Oggi invece i ricercatori dell’Argonne National Laboratory, del Dipartimento dell’Energia degli Stati Uniti, hanno trovato il modo di calcolare la durata di una batteria sin dal momento in cui questa è prodotta. Lo fanno attraverso il machine learning, analizzando il periodo di tempo durante il quale le diverse sostanze chimiche presenti all’interno delle celle, combinate tra loro in una certa percentuale e organizzate in un'architettura precisa, possono svolgere la loro funzione correttamente.

Il segreto è nell'auto-apprendimento

Gli scienziati americani hanno testato questo metodo predittivo su 300 batterie dotate di 6 chimiche differenti e hanno dimostrato di poter determinare con precisione quanto a lungo possono essere utilizzate prima che le prestazioni decadano in modo eccessivo.

Ci sono riusciti utilizzando un computer dotato di apprendimento automatico che analizza un insieme iniziale di dati e poi, dai risultati ottenuti e considerando quanto appreso, il computer analizza un secondo insieme di dati e lavorando in questo modo fa previsioni sempre più precise.

Analizziamo tanti tipi diversi di batteria: per cellulari, per auto elettriche, per sistemi di stoccaggio – ha detto Noah Paulson, uno degli autori dello studio – Prevedere la loro durata è fondamentale per aziende e consumatori”. “Fino a oggi, se si voleva sapere quanto sarebbe durata una batteria, la si doveva mettere su un banco di prova e forzare i cicli di carica e scarica, ma questo procedimento richiede molto tempo, mesi se non anni”, ha aggiunto Susan Babinec, ricercatrice che ha partecipato allo studio.

Sviluppo più rapido e meno costoso

È anche vero che la durata di una batteria non dipende solo dalla chimica che la compone e dall’architettura interna, ma è influenzata anche dal modo in cui la si usa, da come la si ricarica.
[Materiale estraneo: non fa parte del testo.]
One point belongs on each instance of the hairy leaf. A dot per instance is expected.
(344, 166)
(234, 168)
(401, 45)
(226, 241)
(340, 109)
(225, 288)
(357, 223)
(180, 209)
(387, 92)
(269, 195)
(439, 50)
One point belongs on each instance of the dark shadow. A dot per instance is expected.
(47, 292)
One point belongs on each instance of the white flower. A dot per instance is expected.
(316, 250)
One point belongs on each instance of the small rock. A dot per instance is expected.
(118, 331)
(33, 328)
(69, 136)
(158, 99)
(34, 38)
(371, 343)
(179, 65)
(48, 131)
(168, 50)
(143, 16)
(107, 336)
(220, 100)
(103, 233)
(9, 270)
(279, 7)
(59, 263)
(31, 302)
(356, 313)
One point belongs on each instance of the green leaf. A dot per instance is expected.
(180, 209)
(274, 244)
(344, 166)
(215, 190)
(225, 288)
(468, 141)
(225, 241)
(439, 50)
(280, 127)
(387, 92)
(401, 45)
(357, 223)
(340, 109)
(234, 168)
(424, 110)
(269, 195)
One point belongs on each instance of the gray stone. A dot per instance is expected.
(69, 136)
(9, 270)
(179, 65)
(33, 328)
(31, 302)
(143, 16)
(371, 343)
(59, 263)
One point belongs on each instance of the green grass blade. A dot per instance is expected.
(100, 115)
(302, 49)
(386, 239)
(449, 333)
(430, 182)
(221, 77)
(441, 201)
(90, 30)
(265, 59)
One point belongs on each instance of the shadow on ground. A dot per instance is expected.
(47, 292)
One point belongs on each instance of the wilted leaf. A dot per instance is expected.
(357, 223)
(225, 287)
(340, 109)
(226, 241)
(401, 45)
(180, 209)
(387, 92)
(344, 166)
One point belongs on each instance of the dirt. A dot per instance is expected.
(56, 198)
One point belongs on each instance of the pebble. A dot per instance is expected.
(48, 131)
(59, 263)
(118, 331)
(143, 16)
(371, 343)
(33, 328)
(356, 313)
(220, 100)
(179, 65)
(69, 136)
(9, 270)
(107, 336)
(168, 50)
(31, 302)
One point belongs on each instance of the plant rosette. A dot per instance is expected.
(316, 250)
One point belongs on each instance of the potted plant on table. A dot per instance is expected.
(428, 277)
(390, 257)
Il metodo messo a punto nell’Argonne National Laboratory prende in considerazione anche queste variabili.

“Con il nostro metodo possiamo calcolare molte cose – spiega ancora Paulson –. Possiamo capire il diverso modo di degradarsi di una batteria in base alla composizione chimica. Addirittura, siamo anche in grado di predire la durata media di un accumulatore che adotta una chimica nota e poi, utilizzando quei dati, di valutare la durata di un altro accumulatore con una chimica ancora non utilizzata sul campo. Ci basta addestrare l’algoritmo per ottenere risultati veritieri”.

Quindi, si potrà valutare in anticipo i benefici di una composizione chimica particolare senza neanche dover costruire una batteria, con un incredibile risparmio di tempo e di denaro. “Diciamo che la prassi potrebbe essere questa: costruisci una batteria nuova, la testi con un po’ di cicli e poi ti rivolgi al nostro algoritmo per capire quanto può durare. E così decidi se andare avanti o apportare correzioni”, ha aggiunto la Babinec. Un potenziale punto di svolta per accelerare la ricerca.